According to Infinium CEO Robert Schuetzle, the fuel is a combination of CO2 and green hydrogen. He said to make the blend, “Infinium uses its proprietary-technology production process to combine industrial carbon-dioxide waste that would otherwise be emitted into the atmosphere with green hydrogen produced from renewable power. This is done through a two-step catalytic reaction, using proprietary catalysts to transform the CO2 and H2 into diesel, jet fuel and other drop-in fuels and chemicals.”
Schuetzle said his company has spent more than a decade developing its fuel-production technology, which is unique because “it provides an end-to-end production process on-site, requiring no post-processing or refining in the base design.”
Asked whether the fuel is liquid or gas and, if gas, is it under pressure or cryogenic conditions? He described the electrofuels as “ultra-low-carbon liquid transportation fuels” that do not require a different kind of fuel tank in the vehicles. The fuels are “drop-in replacements” for traditional fossil-based fuels and can use today’s incumbent storage, tankage and transportation infrastructure.

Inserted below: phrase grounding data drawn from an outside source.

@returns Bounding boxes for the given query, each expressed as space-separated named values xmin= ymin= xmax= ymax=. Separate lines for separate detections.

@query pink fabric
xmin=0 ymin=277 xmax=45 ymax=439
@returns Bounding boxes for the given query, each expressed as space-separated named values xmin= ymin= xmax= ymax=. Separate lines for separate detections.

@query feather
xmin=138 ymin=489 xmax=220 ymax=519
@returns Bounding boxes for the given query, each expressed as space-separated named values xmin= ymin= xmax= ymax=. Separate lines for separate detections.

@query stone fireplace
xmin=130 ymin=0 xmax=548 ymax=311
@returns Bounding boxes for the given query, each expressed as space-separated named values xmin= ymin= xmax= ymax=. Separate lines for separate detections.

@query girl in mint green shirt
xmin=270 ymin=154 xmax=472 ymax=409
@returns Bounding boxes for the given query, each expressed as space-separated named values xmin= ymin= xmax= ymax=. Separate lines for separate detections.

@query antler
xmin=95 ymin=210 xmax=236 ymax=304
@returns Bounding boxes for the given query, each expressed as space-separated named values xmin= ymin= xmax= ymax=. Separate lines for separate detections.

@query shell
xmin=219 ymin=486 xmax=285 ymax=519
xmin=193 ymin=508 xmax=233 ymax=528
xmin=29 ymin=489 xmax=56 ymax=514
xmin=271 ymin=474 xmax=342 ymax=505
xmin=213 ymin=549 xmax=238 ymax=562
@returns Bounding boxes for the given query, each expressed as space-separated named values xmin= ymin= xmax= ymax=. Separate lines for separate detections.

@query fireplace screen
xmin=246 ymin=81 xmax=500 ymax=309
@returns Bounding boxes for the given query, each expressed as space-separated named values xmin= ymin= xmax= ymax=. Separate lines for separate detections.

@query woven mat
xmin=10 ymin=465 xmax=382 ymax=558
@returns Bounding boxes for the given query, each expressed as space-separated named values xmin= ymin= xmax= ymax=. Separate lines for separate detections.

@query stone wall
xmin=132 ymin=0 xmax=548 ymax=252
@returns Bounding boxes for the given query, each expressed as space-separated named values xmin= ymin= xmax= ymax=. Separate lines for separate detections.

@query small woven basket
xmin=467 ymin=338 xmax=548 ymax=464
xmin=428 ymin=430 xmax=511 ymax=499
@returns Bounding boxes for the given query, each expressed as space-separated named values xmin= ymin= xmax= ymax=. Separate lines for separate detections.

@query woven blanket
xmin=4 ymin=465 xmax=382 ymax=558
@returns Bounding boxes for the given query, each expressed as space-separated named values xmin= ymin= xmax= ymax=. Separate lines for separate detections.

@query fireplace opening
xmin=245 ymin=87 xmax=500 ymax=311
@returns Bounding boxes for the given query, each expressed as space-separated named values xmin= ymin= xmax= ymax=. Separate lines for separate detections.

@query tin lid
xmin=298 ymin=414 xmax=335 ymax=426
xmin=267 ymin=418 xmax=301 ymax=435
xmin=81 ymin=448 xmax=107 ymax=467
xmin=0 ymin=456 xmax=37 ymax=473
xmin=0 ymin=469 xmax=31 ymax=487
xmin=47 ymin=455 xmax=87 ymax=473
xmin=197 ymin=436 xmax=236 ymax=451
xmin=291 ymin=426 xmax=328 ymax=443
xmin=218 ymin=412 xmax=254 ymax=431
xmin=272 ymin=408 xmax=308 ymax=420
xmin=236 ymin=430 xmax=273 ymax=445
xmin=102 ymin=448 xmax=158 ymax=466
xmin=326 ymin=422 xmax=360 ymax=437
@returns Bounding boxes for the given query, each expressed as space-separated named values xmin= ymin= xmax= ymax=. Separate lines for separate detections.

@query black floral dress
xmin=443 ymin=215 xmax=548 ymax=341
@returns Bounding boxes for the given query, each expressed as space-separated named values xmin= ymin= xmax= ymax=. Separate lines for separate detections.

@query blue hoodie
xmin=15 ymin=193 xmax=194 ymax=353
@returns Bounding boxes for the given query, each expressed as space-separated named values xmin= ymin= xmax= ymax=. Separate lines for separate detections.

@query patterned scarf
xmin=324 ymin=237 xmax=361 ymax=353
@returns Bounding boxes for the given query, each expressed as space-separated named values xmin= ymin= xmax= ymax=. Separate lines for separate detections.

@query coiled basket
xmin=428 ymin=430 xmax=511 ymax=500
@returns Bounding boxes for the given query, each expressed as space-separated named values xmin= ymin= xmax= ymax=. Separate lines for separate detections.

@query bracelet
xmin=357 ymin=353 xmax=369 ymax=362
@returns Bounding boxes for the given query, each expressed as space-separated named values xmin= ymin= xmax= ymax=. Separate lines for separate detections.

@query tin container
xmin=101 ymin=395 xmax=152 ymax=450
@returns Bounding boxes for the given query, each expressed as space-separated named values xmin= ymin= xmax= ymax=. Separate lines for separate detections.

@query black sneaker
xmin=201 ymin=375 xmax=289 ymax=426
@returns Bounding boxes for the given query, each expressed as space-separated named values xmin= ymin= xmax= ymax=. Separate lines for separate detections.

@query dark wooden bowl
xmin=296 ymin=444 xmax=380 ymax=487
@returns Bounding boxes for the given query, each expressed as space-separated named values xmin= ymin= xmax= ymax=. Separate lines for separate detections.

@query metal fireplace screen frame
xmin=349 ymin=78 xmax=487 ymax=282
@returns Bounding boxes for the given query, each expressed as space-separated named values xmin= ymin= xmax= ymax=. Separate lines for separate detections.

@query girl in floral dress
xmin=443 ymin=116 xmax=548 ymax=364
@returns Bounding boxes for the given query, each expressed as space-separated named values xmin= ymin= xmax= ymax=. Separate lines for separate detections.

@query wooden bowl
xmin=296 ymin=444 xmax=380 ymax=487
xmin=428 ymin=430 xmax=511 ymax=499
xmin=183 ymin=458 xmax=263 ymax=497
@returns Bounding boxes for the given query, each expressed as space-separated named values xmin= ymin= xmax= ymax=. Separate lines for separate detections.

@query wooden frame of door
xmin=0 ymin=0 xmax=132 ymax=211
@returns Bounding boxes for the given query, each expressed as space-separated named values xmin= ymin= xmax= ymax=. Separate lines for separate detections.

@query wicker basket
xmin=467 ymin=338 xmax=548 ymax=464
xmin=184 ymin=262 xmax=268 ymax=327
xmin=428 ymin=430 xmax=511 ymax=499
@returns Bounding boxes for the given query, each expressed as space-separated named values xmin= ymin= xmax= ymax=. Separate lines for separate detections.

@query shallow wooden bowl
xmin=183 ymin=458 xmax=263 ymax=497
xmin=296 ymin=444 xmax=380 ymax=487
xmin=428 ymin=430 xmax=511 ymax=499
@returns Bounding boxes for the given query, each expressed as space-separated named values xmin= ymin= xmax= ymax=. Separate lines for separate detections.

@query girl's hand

Multiple engine applications
Energy content of the Infinium fuel is similar to that of its fossil-based alternatives. The company produces diesel products that can be used in today’s diesel engines. Replacing gasoline is not a focus of the technology offering, Schuetzle explained.
Diesel engines do not need to be modified (injectors, seals, etc.), he asserted. The fuel also can be used in marine and aircraft engines without modifications.
Regarding emissions, Schuetzle said the Infinium electrofuels reduce CO2 emissions by upwards of 100% over petroleum fuels and contain no sulfur. Their particulate (PM) constituent also is lower, he claimed. Oxides of nitrogen (NOx) and sulfur oxides (SOx) also are “lowered” when combusted compared to a traditional fossil-based fuel, the company said.
The Infinium fuel’s production costs are based on multiple site-specific input factors, he said. The company expects that as electrofuels begin to scale and key production costs are reduced, their cost will become more competitive with other options in the marketplace.